AttnGAN 代码复现 2024
文章目录
- AttnGAN 代码复现 2024
- 简介
- 环境
- python 依赖
- 数据集
- Training
- Pre-train DAMSM
- Train AttnGAN
- Sampling
- B_VALIDATION 为 False (默认)
- B_VALIDATION 为 True
- 参考博客
简介
论文地址: https://arxiv.org/pdf/1711.10485.pdf
代码 python2.7(论文源码):https://github.com/taoxugit/AttnGAN
python2.7基本废掉了,不建议
代码 python3:https://github.com/davidstap/AttnGAN
环境
名称 | 版本 | 备注 |
---|---|---|
NVIDIA-SMI 531.79 | CUDA Version: 12.1 | win11 |
torch | 2.3.1+cu121 | 最新 |
torchvision | 0.18.1+cu121 | |
Python | 3.10.14 | |
笔记本 4060 | 8G 显存 |
注意 python2.7版本已经无法下载 torch
参考博客:Torch 、torchvision 、Python 版本对应关系
python 依赖
python-dateutil
easydict
pandas
torchfile
nltk
scikit-image
pyyaml
数据集
- 鸟类预处理的元数据:https://drive.google.com/file/d/1O_LtUP9sch09QH3s_EBAgLEctBQ5JBSJ/view,保存到
data
- 下载鸟类图像数据:http://www.vision.caltech.edu/datasets/cub_200_2011/ 将它们提取到
data/birds/
Training
Pre-train DAMSM
运行命令
cd code
python pretrain_DAMSM.py --cfg cfg/DAMSM/bird.yml --gpu 0
配置文件
code/cfg/DAMSM/bird.yml
TRAIN:
FLAG: True
NET_E: ''
BATCH_SIZE: 48 # RuntimeError: CUDA out of memory,可减少batch_size
MAX_EPOCH: 600 # 训练轮数目
SNAPSHOT_INTERVAL: 50 # 每训练50轮保存模型
yml 文件中不要写中文,中文会出现读文件错误!
问题1
re_img = transforms.Resize(imsize[i])(img)

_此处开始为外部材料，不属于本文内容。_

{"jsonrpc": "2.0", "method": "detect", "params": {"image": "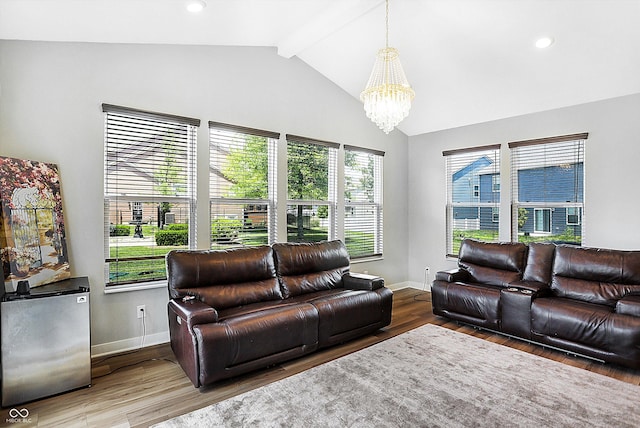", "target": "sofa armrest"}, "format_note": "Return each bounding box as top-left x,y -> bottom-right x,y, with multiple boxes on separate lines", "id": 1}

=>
169,299 -> 218,328
436,269 -> 469,282
509,280 -> 550,296
342,272 -> 384,290
616,295 -> 640,317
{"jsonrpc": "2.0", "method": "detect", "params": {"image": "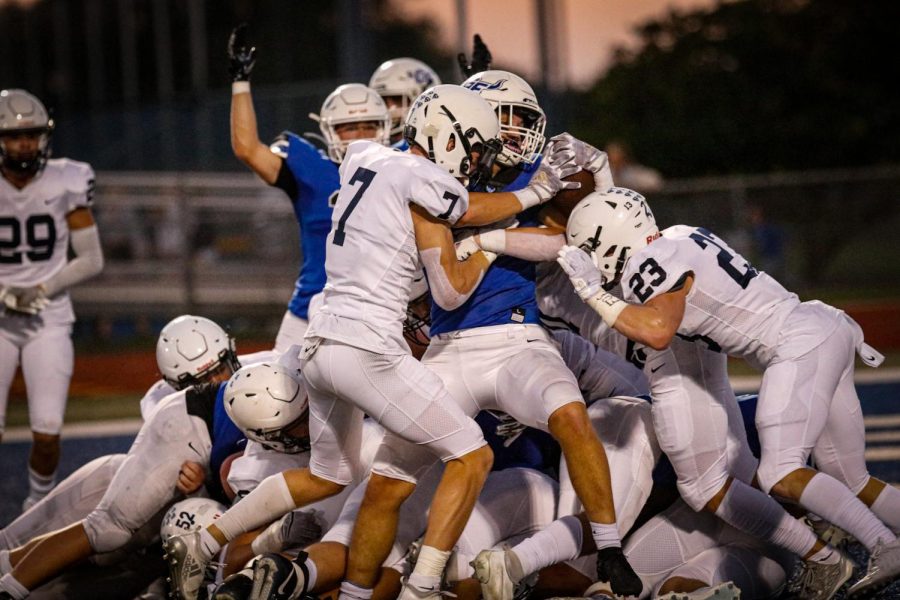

IndexError: list index out of range
code/datasets.py
# 旧代码
if i < (cfg.TREE.BRANCH_NUM - 1)
# 新代码 (如果你修改成 TREE.BRANCH_NUM -2 后续会导致很多问题)
if i < len(imsize)
问题2
IndexError: invalid index of a 0-dim tensor. Use tensor.item() to convert a 0-dim tensor to a Python number
code/pretrain_DAMSM.py
:提示我们将 loss[0]
改为 loss.item()
问题3
TypeError: load() missing 1 required positional argument: ‘Loader’
code/miscc/config.py
# 旧代码
yaml_cfg = edict(yaml.load(f))
# 新代码
yaml_cfg = edict(yaml.safe_load(f))
问题4
RuntimeError: masked_fill only supports boolean masks, but got dtype Byte
code/miscc/losses.py
# 旧代码(windows下不适用,但liunx下适用)
data.masked_fill_(masks, -float('inf'))
# 新代码(相反)
data.masked_fill_(masks.bool(), -float('inf'))
问题5
TypeError: pyramid_expand() got an unexpected keyword argument ‘multichannel’
code/miscc/utils.py
# 旧代码
skimage.transform.pyramid_expand(one_map, sigma=20,
upscale=vis_size // att_sze,
multichannel=True)
# 新代码
skimage.transform.pyramid_expand(one_map, sigma=20,
upscale=vis_size // att_sze,
channel_axis=-1)
问题6
OSError: cannot open resource
code/miscc/utils.py
# 旧代码
fnt = ImageFont.truetype('Pillow/Tests/fonts/FreeMono.ttf', 50)
# 新代码
script_dir = os.path.dirname(os.path.abspath(__file__))
font_path = os.path.join(script_dir, 'FreeMono.ttf')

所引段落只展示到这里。